An interesting link (Ramsay is an excellent scholar, albeit one more originalist than the current median of American law). I don't typical have constitutional thoughts on foreign affairs issues, for two reasons: (1) Foreign affairs power is far from my speciality and (2) foreign affairs constitutional questions are almost never adjudicated (due to difficulties finding a plaintiff with standing, political question doctrine, and other like tools which let the judiciary avoid dealing with topics they'd rather not deal with). When I teach the topic to my students, I stress this second aspect -- while the constitution seems to divide foreign affairs powers between the legislature and the executive, Congress has effectively acquiesced to a presidential takeover of the field and the Court hasn't been inclined to challenge this (indeed, the most important SCOTUS opinion on this point -- Justice Jackson's concurrence in the Steel Seizure Case -- is expressly predicated on examining the degree of harmony or conflict between the executive action and the expressed legislative will.

This is most evident in the warmaking context, where you'll notice that we keep on attacking places without using the constitutional mechanism to declare war. Congress for the most part hasn't pushed the issue and so the Court has let sleeping dogs lie. The ongoing theater over the War Powers Resolution is similar -- the Executive Branch (since Nixon) thinks its unconstitutional, but plays along with the reporting requirements to keep Congress pacified, and Congress accordingly hasn't pressed its case any further.

It is interesting that while executive military action absent a declaration of war has entirely supplanted the declaration of war process, it still seems like the executive agrees that some international agreements must go through the treaty process. This is odd if only because scholars have been arguing for a similar interchangeability of "treaty" and "executive agreement" since at least the 1940s. Certainly, nobody has ever drawn a clear line between what is and isn't a candidate for an executive agreement -- let alone a standard that is judicially-enforceable (as, for example, one distinguishing between "minor" and "major" agreements almost certainly wouldn't be). Even if we were to import in such a standard, though, this agreement does not seem any more "major", for example, than the Algiers agreements between the US and Iran resolving the Iran hostage crisis and creating an arbitration process for ongoing US/Iran litigation (upheld by the court in Dames & Moore v. Regan -- a case, incidentally, I believe that Ramsay thinks was wrongly decided, but which I think would more or less foreclose any challenge to this agreement under current law).

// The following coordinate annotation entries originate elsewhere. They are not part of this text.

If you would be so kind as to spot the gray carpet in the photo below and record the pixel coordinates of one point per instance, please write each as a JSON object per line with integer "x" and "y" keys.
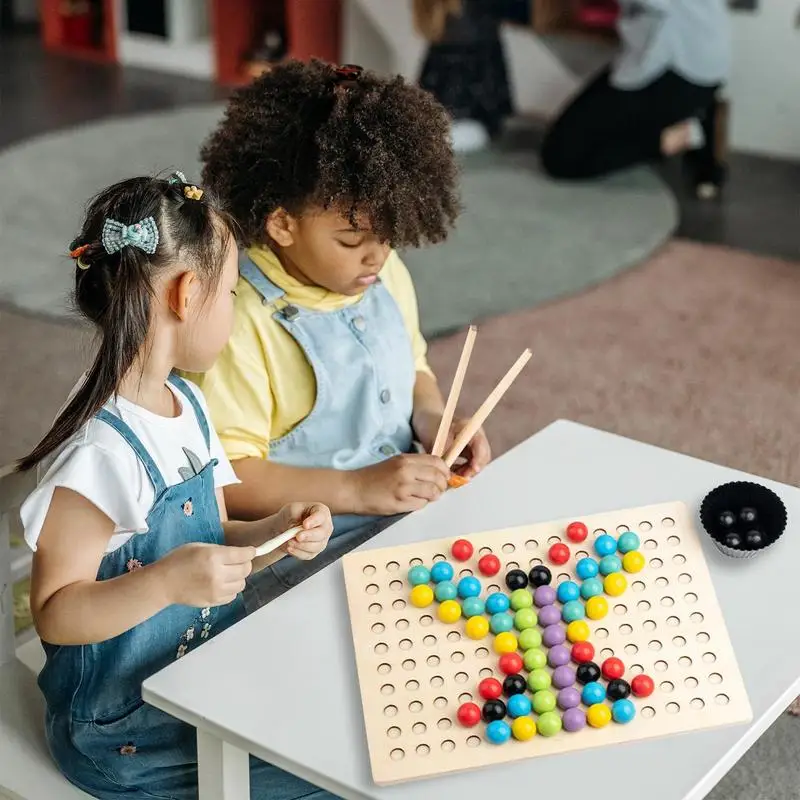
{"x": 523, "y": 240}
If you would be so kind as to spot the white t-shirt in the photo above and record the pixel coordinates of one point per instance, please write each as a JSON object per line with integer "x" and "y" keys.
{"x": 100, "y": 465}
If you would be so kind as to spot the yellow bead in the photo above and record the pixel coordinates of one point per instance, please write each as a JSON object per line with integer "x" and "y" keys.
{"x": 523, "y": 728}
{"x": 596, "y": 607}
{"x": 633, "y": 561}
{"x": 477, "y": 627}
{"x": 598, "y": 715}
{"x": 578, "y": 631}
{"x": 449, "y": 611}
{"x": 505, "y": 642}
{"x": 421, "y": 596}
{"x": 615, "y": 584}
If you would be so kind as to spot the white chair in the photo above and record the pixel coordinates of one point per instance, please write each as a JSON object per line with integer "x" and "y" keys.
{"x": 26, "y": 770}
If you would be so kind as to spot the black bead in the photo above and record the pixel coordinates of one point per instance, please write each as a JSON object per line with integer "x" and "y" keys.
{"x": 514, "y": 684}
{"x": 540, "y": 575}
{"x": 587, "y": 672}
{"x": 493, "y": 710}
{"x": 516, "y": 579}
{"x": 618, "y": 689}
{"x": 748, "y": 515}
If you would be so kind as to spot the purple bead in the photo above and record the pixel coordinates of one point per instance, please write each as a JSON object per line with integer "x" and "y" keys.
{"x": 574, "y": 719}
{"x": 553, "y": 635}
{"x": 569, "y": 698}
{"x": 549, "y": 615}
{"x": 544, "y": 596}
{"x": 558, "y": 656}
{"x": 563, "y": 677}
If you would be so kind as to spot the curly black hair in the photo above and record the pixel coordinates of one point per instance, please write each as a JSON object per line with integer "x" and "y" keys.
{"x": 309, "y": 135}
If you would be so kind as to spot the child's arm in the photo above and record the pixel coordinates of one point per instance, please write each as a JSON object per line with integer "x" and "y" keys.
{"x": 71, "y": 607}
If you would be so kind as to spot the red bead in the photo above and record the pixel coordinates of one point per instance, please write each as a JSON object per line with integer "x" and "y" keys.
{"x": 510, "y": 663}
{"x": 577, "y": 532}
{"x": 559, "y": 553}
{"x": 612, "y": 668}
{"x": 490, "y": 688}
{"x": 469, "y": 714}
{"x": 642, "y": 686}
{"x": 489, "y": 565}
{"x": 462, "y": 550}
{"x": 582, "y": 652}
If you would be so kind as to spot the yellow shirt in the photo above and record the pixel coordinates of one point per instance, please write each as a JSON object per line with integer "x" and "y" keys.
{"x": 262, "y": 385}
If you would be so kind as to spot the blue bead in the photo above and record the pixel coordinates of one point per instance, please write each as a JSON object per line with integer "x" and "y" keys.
{"x": 497, "y": 602}
{"x": 472, "y": 607}
{"x": 593, "y": 693}
{"x": 498, "y": 732}
{"x": 627, "y": 542}
{"x": 591, "y": 588}
{"x": 573, "y": 610}
{"x": 605, "y": 545}
{"x": 623, "y": 711}
{"x": 586, "y": 568}
{"x": 502, "y": 622}
{"x": 469, "y": 587}
{"x": 518, "y": 705}
{"x": 446, "y": 590}
{"x": 567, "y": 591}
{"x": 609, "y": 564}
{"x": 442, "y": 571}
{"x": 418, "y": 575}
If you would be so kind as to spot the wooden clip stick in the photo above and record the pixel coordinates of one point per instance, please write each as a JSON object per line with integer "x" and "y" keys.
{"x": 483, "y": 412}
{"x": 455, "y": 392}
{"x": 277, "y": 541}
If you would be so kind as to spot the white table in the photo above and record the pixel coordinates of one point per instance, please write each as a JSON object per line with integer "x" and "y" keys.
{"x": 282, "y": 684}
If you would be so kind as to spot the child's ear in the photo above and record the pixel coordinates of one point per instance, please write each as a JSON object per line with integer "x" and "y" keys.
{"x": 281, "y": 226}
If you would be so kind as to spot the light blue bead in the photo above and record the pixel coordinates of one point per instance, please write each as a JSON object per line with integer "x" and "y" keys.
{"x": 442, "y": 571}
{"x": 419, "y": 575}
{"x": 627, "y": 542}
{"x": 502, "y": 622}
{"x": 446, "y": 590}
{"x": 609, "y": 564}
{"x": 591, "y": 588}
{"x": 569, "y": 590}
{"x": 586, "y": 568}
{"x": 497, "y": 602}
{"x": 518, "y": 706}
{"x": 605, "y": 545}
{"x": 573, "y": 610}
{"x": 469, "y": 587}
{"x": 498, "y": 732}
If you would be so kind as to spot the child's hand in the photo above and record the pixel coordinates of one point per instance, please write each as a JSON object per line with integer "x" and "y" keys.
{"x": 318, "y": 527}
{"x": 204, "y": 575}
{"x": 400, "y": 484}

Long story short: The constitutional doctrine in this area is unsettled and has been for a long time. It will almost certainly continue to be unsettled because the judiciary has shown no interest in intervening in this area and tends to allow the democratic branches to fight it out amongst themselves (which, historically, has meant the executive basically doing what it pleases). Ramsay isn't the first scholar to lament that (frankly, I'm unsure how I feel about it), but it has been the political and legal reality for some time now. Especially given that the political branches did work out a mutually-agreed upon process here (Congress has opportunity to "disapprove", subject to presidential veto), I predict that there is virtually no chance that the Court will disturb the outcome of that process.